O tempo perdido com programas ineficazes ou mesmo com a inatividade político-pedagógica vai cobrar um preço tremendamente alto em 2026. Não adianta tentar resolver a questão da desinformação apenas com normas, regras e punições às big techs. A judicialização de um problema social deve vir sempre como medida complementar (se bem que necessária) ao processo de adequação informacional e educacional. Em suma, é preciso letramento digital.
Circulou nessa semana um vídeo que deixou parte da população impressionada. A vice-presidente dos EUA (atual candidata pelo partido democrata) surge dando um beijo nos lábios de seu rival à presidência, Donald Trump. É um vídeo, com movimento, mudanças de feição e tudo mais – e não apenas uma foto. O atual pânico que as diversas aplicações que podem ter o conjunto de técnicas de manipulação de dados que hoje chamamos de “Inteligência artificial” se deve muito mais à nossa falta de letramento digital do que um perigo real.
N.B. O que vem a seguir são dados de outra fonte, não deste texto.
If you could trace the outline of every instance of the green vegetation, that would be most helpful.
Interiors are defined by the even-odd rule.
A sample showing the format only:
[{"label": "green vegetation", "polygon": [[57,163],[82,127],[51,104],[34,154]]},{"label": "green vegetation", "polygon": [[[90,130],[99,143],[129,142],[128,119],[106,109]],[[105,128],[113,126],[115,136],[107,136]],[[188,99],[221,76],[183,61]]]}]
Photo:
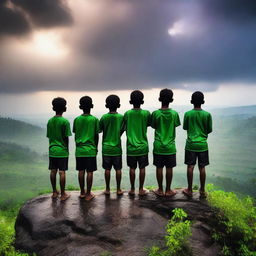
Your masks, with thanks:
[{"label": "green vegetation", "polygon": [[[10,213],[12,215],[12,213]],[[0,212],[0,255],[2,256],[28,256],[20,253],[13,247],[15,231],[15,218],[6,216],[6,213]]]},{"label": "green vegetation", "polygon": [[208,185],[208,201],[215,208],[217,226],[213,238],[225,256],[256,255],[256,207],[253,198],[239,198],[233,192]]},{"label": "green vegetation", "polygon": [[[254,107],[255,109],[255,107]],[[255,111],[254,111],[255,112]],[[252,113],[254,113],[252,112]],[[182,116],[182,115],[181,115]],[[225,115],[224,117],[213,115],[214,132],[209,136],[210,162],[207,166],[207,182],[216,184],[220,189],[236,194],[256,197],[256,162],[255,162],[255,138],[256,117],[253,115]],[[72,120],[70,120],[72,122]],[[101,137],[101,136],[100,136]],[[186,166],[183,164],[185,132],[177,129],[177,167],[174,169],[173,187],[184,187],[187,184]],[[122,188],[129,189],[129,172],[126,166],[125,136],[122,137],[123,146],[123,178]],[[148,129],[149,149],[152,152],[153,130]],[[45,129],[40,127],[0,117],[0,219],[2,243],[11,245],[13,233],[4,230],[10,226],[13,231],[15,216],[26,200],[37,196],[39,193],[50,193],[50,181],[48,169],[48,141],[45,137]],[[148,189],[157,185],[155,167],[152,165],[152,154],[149,154],[150,165],[147,167],[145,186]],[[98,171],[94,174],[93,189],[104,189],[104,170],[101,167],[101,141],[99,141],[99,154],[97,158]],[[138,186],[138,179],[136,179]],[[195,169],[194,189],[198,189],[199,179]],[[111,190],[115,190],[115,173],[112,172]],[[74,142],[70,138],[69,171],[67,172],[67,190],[78,190],[77,172],[75,170]],[[219,193],[219,194],[218,194]],[[236,199],[234,193],[221,194],[210,192],[210,203],[220,210],[219,225],[216,227],[215,238],[223,246],[225,255],[255,255],[255,208],[251,208],[252,199]],[[214,200],[219,196],[226,200],[223,205]],[[222,198],[223,197],[223,198]],[[239,201],[240,200],[240,201]],[[231,203],[232,202],[232,203]],[[222,207],[230,209],[224,210]],[[233,205],[231,207],[231,205]],[[233,209],[233,210],[231,210]],[[236,209],[236,211],[235,211]],[[248,209],[254,209],[248,213]],[[246,211],[248,210],[248,211]],[[233,218],[231,217],[233,214]],[[4,220],[3,220],[4,216]],[[236,216],[236,218],[234,218]],[[239,217],[240,216],[240,217]],[[221,219],[223,217],[223,219]],[[236,221],[235,221],[236,219]],[[248,221],[250,219],[250,221]],[[254,224],[252,224],[254,223]],[[247,225],[247,226],[246,226]],[[228,231],[226,231],[226,228]],[[8,235],[9,234],[9,235]],[[9,237],[9,240],[7,239]],[[10,242],[6,243],[7,240]],[[232,245],[232,243],[236,245]],[[0,242],[1,243],[1,242]],[[5,245],[1,245],[1,248]],[[155,253],[162,252],[154,249]],[[8,255],[11,254],[9,250]],[[153,248],[151,253],[153,253]],[[232,254],[233,253],[233,254]],[[235,253],[235,254],[234,254]],[[254,253],[254,254],[253,254]],[[3,253],[0,249],[0,255]],[[154,254],[152,254],[154,255]],[[155,254],[159,255],[159,254]]]},{"label": "green vegetation", "polygon": [[191,235],[191,222],[185,220],[187,214],[180,208],[172,211],[173,216],[166,225],[165,247],[150,248],[148,256],[175,256],[190,255],[188,238]]}]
A manipulação da imagem e de vídeos existe desde, pelo menos, os anos 50 e Hollywood se tornou uma indústria milionária fazendo isso. O que as pessoas não sabem é que o custo (preço) para se fazer essas manipulações hoje não estão mais disponíveis só para os grandes estúdios de filmes nos EUA, mas já disponíveis a qualquer jovem ao redor do mundo. Entender que hoje a informação verdadeira é paga, e a mentira (desinformação) nos chega de graça[xii] é parte deste letramento.
O enorme problema é que esse letramento forçado a que estamos sendo submetidos nos prepara a entendermos os golpes e perigos que já passamos, mas em nada nos prepara para os que estão por vir. Na prática, a experiência digital adquirida por meio diverso de um letramento conduzido por educadores e cientistas funciona como um carro com os faróis voltados para trás. Aquilo que ela consegue iluminar não nos habilita a compreender o que está por vir à frente.
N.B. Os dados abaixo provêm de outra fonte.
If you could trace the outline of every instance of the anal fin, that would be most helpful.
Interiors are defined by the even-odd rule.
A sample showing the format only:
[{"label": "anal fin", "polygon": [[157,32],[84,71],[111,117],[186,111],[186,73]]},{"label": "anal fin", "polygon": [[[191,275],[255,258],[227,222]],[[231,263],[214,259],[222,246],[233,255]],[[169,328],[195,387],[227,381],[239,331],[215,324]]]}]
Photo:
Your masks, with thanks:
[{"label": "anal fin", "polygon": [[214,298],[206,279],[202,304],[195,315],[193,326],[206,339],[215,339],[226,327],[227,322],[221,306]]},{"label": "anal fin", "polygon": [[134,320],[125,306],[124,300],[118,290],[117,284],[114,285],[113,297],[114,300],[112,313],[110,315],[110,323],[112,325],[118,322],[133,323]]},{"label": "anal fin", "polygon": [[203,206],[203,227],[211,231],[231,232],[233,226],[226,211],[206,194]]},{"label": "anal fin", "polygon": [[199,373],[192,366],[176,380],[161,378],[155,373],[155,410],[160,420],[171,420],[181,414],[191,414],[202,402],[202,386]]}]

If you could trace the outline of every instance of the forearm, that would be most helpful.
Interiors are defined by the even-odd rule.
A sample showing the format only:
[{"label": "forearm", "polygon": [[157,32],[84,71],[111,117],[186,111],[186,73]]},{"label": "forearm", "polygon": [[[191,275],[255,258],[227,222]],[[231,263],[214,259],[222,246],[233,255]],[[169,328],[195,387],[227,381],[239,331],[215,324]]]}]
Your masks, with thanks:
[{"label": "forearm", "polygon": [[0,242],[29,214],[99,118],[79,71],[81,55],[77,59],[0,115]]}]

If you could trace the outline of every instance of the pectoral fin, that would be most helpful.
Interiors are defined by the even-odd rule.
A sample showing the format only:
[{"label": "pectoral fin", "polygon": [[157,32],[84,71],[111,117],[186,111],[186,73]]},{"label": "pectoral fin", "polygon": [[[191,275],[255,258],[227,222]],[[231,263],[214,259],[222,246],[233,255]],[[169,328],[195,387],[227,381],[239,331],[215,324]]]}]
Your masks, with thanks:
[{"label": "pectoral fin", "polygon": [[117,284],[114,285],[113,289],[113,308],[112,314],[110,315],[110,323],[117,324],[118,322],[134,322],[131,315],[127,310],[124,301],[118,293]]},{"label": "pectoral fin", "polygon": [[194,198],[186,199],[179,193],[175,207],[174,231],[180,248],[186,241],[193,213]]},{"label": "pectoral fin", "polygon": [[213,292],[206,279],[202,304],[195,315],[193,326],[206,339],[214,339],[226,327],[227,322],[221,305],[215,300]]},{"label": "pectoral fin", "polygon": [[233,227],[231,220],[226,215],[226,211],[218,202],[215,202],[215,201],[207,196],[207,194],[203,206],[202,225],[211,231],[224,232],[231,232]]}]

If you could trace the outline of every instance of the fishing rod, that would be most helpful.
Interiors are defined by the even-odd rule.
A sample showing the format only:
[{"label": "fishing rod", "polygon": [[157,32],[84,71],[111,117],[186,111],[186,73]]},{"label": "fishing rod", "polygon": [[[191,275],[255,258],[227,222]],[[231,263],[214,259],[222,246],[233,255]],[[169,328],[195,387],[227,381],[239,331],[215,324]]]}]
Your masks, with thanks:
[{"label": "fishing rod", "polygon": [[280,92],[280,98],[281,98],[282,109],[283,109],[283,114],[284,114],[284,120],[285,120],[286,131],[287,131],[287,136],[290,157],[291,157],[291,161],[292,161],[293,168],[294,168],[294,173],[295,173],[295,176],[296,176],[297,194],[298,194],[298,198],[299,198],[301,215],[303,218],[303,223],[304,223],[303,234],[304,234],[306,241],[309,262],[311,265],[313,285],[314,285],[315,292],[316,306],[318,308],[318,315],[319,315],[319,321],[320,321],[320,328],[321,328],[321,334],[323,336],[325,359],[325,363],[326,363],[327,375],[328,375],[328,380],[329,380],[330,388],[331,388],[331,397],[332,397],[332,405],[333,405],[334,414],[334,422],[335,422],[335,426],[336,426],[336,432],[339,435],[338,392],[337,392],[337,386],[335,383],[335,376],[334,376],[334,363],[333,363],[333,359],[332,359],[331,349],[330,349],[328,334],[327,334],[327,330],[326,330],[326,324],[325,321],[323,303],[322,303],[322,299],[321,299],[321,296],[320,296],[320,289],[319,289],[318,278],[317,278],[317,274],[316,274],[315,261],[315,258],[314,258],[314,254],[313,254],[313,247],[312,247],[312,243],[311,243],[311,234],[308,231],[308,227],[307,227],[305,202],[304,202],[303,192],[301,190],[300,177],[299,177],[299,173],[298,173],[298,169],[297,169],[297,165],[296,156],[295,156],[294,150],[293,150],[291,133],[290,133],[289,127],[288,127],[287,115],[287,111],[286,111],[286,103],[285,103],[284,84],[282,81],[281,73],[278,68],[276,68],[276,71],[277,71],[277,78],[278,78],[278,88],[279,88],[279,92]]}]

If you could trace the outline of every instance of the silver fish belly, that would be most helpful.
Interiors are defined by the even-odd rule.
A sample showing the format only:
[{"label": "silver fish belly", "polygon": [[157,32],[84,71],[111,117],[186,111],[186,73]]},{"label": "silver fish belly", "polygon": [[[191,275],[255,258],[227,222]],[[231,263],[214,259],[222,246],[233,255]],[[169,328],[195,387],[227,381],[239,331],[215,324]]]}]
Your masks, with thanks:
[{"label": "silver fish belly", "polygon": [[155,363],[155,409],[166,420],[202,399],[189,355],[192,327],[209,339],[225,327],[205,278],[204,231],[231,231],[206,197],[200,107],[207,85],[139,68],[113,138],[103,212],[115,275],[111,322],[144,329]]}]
Sem entender as raízes sociais, políticas, econômicas e culturais das transformações digitais e dos processos de colonialidade e desinformação, é impossível que estejamos preparados para resistir à mais tênue mudança no uso das ferramentas digitais mais ali na frente. O estrago que Pablo Marçal está fazendo, em 2024, na campanha eleitoral para a prefeitura de São Paulo mostra isso.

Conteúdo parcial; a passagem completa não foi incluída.